Il était né le janvier 1947 à Nogueira do Cravo, dans le diocèse de Coimbra, au Portugal, dans un milieu paysan et dans une famille nombreuse, cinq garçons et trois filles; seulement lui et son petit frère purent poursuivre les études et aller à Coimbra pour l’école secondaire. Terminés ces études, José Carlos alla à Lisbonne. Il était un jeune intelligent et intuitif, qui rêvait d’un avenir meilleur. Il trouva un emploi dans l’administration publique. Dans la paroisse de Arroios, où il habitait, il s’engagea dans un chemin de foi et c’est là que le Seigneur lui ouvrit un nouvel horizon et inattendu. Le moment de grâce fut une rencontre missionnaire à la paroisse, qui enthousiasma le jeune José Carlos et l’orienta vers la vie missionnaire.
Le 1 septembre 1968 il arriva à Moncada, en Espagne, avec le groupe des novices portugais et espagnols qui commençaient le noviciat cette année-là. Après la première profession religieuse, le 15 août 1970, il resta une année à Moncada pour terminer les études de philosophie et le 1 juillet 1971 il fut envoyé au séminaire combonien de Maia pour aider dans la formation des séminaristes comme préfet et continuer les études de théologie à Oporto (avec les Capucins, à Ameal, où en ce temps-là avaient déjà étudié d’autres Comboniens de Maia). Il était un jeune actif, rapide, passionné de la vie et de la vocation missionnaire, qui partageait son temps entre l’accompagnement des séminaristes, les cours de théologie et les initiatives d’animation missionnaire et de pastorale des vocations au milieu des jeunes. De juillet 1973 à juin 1975 il fut envoyé au scolasticat de Rome et il demanda de rester dans cette communauté pour terminer les études de théologie, libre de la pression d’autres travaux.
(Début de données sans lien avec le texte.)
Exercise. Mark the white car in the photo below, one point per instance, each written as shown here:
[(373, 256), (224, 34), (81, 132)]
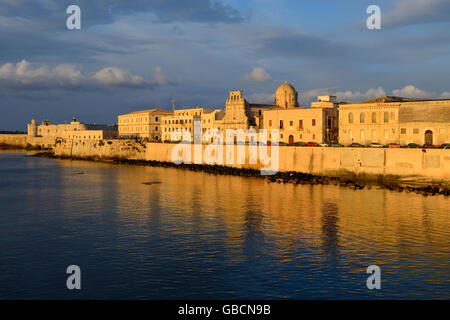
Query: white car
[(375, 145)]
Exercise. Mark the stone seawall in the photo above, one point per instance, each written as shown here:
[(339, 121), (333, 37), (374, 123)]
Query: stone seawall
[(100, 149), (13, 140), (354, 163), (25, 141)]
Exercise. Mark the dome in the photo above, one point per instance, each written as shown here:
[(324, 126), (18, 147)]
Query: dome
[(286, 96)]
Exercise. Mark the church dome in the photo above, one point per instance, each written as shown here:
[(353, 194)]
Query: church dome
[(286, 96)]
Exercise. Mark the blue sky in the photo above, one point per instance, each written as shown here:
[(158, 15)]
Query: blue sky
[(131, 55)]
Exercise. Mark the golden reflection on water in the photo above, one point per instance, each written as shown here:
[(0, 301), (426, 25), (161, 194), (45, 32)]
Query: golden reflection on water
[(335, 219)]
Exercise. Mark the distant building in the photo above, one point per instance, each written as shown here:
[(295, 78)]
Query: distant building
[(47, 129), (395, 120), (183, 121), (142, 124), (296, 124)]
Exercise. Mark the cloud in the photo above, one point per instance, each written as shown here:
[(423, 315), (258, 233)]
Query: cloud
[(445, 95), (106, 11), (263, 98), (23, 75), (411, 92), (416, 12), (257, 75)]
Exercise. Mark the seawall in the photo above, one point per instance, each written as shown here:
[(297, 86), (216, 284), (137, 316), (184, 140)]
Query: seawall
[(100, 149), (353, 163)]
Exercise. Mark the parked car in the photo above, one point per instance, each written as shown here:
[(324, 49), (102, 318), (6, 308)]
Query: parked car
[(376, 145), (300, 144), (312, 144), (412, 145), (355, 145)]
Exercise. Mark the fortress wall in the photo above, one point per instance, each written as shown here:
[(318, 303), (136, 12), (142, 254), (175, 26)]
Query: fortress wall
[(369, 163), (100, 149), (14, 140)]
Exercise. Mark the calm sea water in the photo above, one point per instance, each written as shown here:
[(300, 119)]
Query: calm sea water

A Rome il fit la profession perpétuelle le 13 mai 1974, et il fut ordonné prêtre le 11 mars 1975, pour revenir ensuite au Portugal et travailler dans la revue Além-Mar. A Lisbonne, le P. José Carlos s’inscrivit à l’Ecole Supérieure de Journalisme (de l’ISLA) et il se jeta dans le travail de la revue et de l’animation missionnaire.
En décembre 1981, il fut affecté au Kenya, où il resta jusqu’en juillet 1990. Il fut envoyé dans la mission la plus éloignée, Moyale, à la frontière avec l’Ethiopie. A ce moment-là les Comboniens avaient deux missions dans cette région, avec deux communautés: Moyale et Sololo, où ils géraient aussi un petit hôpital pour l’assistance sanitaire de la population borana. L’attention missionnaire était tournée vers les populations islamisées et les possibilités de travail apostolique étaient exigeantes et difficiles.
Le mois de mars 1988, il fut envoyé à Makindu, dans le diocèse de Machakos, au milieu du peuple kamba. C’était un milieu avec des communautés chrétiennes plus consistantes, un contexte qui l’aidait à grandir dans l’attention aux communautés chrétiennes, à la vie sacramentelle, à la formation des catéchistes, à l’accompagnement des personnes, aux jeunes. Ce parcours fut interrompu en 1990, quand il revint au Portugal pour travailler dans l’administration des revues.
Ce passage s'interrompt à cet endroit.